Taj Yasin juga menyoroti banyaknya pohon yang tercabut hingga ke akarnya. Menurutnya, kondisi akar yang masih segar menunjukkan bahwa pohon-pohon itu bukan tumbang karena usia, melainkan murni tergerus derasnya arus banjir.
“Kalau melihat akarnya masih segar, itu karena tergerus derasnya arus,” ujarnya di lokasi.
Selain faktor hujan ekstrem, Wagub Jateng mengingatkan adanya riwayat kebakaran hutan besar yang pernah terjadi di kawasan tersebut pada 2017.
Material sisa kebakaran yang belum sepenuhnya dibersihkan diduga ikut terbawa arus air saat banjir terjadi, sehingga menambah volume dan daya rusak aliran sungai.
Namun demikian, Pemprov Jawa Tengah belum menarik kesimpulan akhir. Pemetaan lanjutan akan dilakukan untuk memastikan penyebab banjir secara komprehensif.
Kendala cuaca yang masih mendung dan minim pencahayaan membuat pemantauan udara menggunakan drone belum dapat dilakukan.
“Dalam waktu dekat akan kita lihat situasinya lagi. Sekarang masih mendung dan gelap,” kata Taj Yasin.
Melihat kondisi tersebut, Taj Yasin menilai bencana ini harus menjadi titik balik. Ia berencana mengusulkan kepada pemerintah pusat agar kawasan hutan lindung di lereng Gunung Slamet benar-benar diperkuat, baik dari sisi status maupun pengelolaannya.
Menurutnya, langkah ini tidak bisa dilakukan secara parsial. Lima kabupaten yang berada di kawasan hulu Gunung Slamet perlu menyatukan langkah dan mengajukan penguatan hutan lindung secara bersama-sama.
“Momentum ini pas untuk menyatukan lima kabupaten agar berbicara dan mengirim berkas bersama. Hutan lindung harus benar-benar kita kuatkan,” tegasnya.
Banjir bandang melanda Kecamatan Pulosari dan Kecamatan Moga setelah hujan ekstrem mengguyur lereng Gunung Slamet sejak Jumat (13/1/2026) malam.
Luapan Kali Soso, Kali Penakir, dan Sungai Gintung menggenangi permukiman warga serta merusak infrastruktur vital.
Data sementara mencatat 252 kepala keluarga atau 911 jiwa terdampak langsung. Pemerintah menyiapkan beberapa lokasi pengungsian, di antaranya Kantor Kecamatan Pulosari, Gedung PC NU, dan SDN 02 Penakir.

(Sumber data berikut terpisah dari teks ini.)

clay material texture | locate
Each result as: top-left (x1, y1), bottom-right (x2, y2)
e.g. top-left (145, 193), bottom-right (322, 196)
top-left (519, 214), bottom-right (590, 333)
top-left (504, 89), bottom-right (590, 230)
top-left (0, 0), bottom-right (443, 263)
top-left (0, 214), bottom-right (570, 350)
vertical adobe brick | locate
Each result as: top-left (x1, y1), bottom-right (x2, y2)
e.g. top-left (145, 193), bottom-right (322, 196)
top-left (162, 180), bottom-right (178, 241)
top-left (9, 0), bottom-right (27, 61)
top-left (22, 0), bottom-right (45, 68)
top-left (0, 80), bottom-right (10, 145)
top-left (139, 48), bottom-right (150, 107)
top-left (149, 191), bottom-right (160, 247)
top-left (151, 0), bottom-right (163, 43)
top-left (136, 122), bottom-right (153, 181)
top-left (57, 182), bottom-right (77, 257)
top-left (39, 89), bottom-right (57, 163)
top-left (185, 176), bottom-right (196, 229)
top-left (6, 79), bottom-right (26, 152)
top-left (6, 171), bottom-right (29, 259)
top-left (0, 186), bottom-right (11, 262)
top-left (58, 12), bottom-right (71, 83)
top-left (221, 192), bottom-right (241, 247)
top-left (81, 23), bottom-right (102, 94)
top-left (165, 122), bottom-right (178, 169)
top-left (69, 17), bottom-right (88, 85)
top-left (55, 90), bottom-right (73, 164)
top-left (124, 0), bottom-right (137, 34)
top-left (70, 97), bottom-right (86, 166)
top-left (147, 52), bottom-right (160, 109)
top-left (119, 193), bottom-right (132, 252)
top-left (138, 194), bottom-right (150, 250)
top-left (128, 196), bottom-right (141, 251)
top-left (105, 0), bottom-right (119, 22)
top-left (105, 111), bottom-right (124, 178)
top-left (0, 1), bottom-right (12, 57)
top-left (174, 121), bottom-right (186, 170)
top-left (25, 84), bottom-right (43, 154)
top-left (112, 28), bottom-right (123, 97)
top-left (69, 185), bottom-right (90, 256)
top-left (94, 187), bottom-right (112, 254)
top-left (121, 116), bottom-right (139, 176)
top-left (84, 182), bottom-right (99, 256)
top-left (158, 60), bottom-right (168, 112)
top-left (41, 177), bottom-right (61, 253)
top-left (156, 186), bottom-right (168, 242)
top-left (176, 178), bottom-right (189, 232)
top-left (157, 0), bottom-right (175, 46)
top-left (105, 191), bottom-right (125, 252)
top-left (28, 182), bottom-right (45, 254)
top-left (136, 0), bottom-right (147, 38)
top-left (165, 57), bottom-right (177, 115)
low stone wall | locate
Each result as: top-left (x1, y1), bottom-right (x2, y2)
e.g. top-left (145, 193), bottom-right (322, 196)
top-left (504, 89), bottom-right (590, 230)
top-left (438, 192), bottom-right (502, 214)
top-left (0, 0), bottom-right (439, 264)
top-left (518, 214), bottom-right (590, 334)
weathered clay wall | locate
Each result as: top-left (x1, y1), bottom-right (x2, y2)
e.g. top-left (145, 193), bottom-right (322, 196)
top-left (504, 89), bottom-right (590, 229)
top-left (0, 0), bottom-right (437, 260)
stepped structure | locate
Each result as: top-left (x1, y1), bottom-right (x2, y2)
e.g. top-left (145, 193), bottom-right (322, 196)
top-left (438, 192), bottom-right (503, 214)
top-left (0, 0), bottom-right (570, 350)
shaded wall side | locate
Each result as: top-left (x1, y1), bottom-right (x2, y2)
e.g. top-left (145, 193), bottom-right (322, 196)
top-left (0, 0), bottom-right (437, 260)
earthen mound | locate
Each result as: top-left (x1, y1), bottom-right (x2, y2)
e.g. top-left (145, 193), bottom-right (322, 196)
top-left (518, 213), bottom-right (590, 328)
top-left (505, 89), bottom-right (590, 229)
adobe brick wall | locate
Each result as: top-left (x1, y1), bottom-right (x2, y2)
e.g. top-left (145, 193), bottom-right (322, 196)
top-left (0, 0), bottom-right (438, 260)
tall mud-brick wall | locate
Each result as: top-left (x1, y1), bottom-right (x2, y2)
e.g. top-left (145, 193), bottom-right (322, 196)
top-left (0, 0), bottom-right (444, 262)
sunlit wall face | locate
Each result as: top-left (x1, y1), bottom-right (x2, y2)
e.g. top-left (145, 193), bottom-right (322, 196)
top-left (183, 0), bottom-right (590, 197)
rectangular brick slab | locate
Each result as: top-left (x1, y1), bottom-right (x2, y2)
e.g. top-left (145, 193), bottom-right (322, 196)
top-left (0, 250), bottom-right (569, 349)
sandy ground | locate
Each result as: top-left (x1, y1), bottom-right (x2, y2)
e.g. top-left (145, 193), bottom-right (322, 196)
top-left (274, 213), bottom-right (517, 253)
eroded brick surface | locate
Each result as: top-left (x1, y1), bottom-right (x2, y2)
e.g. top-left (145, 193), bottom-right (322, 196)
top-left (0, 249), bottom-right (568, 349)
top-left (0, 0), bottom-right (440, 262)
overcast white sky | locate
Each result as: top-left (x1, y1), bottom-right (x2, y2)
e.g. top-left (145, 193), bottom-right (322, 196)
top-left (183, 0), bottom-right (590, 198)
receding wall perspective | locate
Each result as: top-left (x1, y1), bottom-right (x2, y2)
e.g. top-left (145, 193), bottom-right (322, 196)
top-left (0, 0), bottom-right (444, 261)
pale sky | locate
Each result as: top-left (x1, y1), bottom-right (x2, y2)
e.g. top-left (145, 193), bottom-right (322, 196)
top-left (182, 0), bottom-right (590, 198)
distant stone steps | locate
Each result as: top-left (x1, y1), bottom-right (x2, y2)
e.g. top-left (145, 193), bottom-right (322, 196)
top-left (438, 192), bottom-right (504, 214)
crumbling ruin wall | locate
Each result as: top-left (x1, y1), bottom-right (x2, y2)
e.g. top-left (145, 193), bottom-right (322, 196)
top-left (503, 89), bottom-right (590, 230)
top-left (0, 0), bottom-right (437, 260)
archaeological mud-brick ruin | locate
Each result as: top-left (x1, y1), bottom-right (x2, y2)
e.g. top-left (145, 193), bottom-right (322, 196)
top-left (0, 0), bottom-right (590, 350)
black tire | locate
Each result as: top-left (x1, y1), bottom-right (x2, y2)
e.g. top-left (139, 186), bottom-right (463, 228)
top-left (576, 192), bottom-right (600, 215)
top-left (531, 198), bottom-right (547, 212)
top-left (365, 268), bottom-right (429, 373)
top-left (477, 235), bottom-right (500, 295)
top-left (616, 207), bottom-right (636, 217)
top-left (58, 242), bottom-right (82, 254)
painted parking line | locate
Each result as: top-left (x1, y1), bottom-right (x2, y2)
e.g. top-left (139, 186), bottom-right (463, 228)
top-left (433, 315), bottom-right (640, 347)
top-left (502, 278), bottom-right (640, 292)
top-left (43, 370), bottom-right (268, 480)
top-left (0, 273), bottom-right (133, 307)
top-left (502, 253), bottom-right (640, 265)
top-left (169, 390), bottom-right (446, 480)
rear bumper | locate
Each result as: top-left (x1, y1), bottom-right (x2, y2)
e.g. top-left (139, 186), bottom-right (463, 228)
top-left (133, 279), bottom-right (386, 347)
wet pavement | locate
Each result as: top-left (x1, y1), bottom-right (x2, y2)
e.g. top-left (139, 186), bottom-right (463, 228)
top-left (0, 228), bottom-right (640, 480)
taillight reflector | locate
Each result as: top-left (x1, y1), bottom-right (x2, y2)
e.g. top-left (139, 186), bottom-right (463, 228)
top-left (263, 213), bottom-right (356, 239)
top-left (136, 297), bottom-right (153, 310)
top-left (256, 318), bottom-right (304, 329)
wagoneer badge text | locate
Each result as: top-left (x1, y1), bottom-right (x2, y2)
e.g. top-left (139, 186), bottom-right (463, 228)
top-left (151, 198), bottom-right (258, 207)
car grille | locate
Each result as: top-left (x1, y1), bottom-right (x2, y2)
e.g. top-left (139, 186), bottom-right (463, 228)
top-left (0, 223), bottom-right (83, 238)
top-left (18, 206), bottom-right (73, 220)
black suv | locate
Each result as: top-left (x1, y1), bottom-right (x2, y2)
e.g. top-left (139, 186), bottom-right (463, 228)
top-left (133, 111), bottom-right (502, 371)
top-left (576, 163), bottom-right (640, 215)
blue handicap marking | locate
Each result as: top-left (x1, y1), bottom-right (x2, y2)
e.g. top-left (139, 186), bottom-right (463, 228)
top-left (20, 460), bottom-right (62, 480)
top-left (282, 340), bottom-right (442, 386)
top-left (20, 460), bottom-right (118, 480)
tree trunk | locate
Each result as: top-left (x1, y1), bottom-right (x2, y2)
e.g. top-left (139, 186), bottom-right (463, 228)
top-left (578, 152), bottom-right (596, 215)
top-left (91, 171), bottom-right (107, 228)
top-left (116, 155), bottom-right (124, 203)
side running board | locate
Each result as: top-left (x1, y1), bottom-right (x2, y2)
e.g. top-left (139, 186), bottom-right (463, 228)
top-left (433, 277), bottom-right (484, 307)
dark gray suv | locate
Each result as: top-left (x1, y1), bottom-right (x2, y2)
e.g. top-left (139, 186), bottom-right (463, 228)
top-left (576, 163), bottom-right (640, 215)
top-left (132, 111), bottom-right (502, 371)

Korban jiwa juga dilaporkan. Satu orang warga Desa Penakir meninggal dunia, sementara dua warga Desa Bongas, Kecamatan Watukumpul, masih dalam proses pencarian.
Tujuh warga Desa Sima, Kecamatan Moga, mengalami luka-luka dan telah mendapat penanganan medis.
Kerusakan infrastruktur meliputi terputusnya Jembatan Walim dan Jembatan Beser di Desa Gunungsari, jembatan di Dusun Batursari Sungai Comal, serta rusaknya Jembatan Sungai Reas di Desa Jurangmangu. Jaringan perpipaan di wilayah tersebut juga dilaporkan hanyut.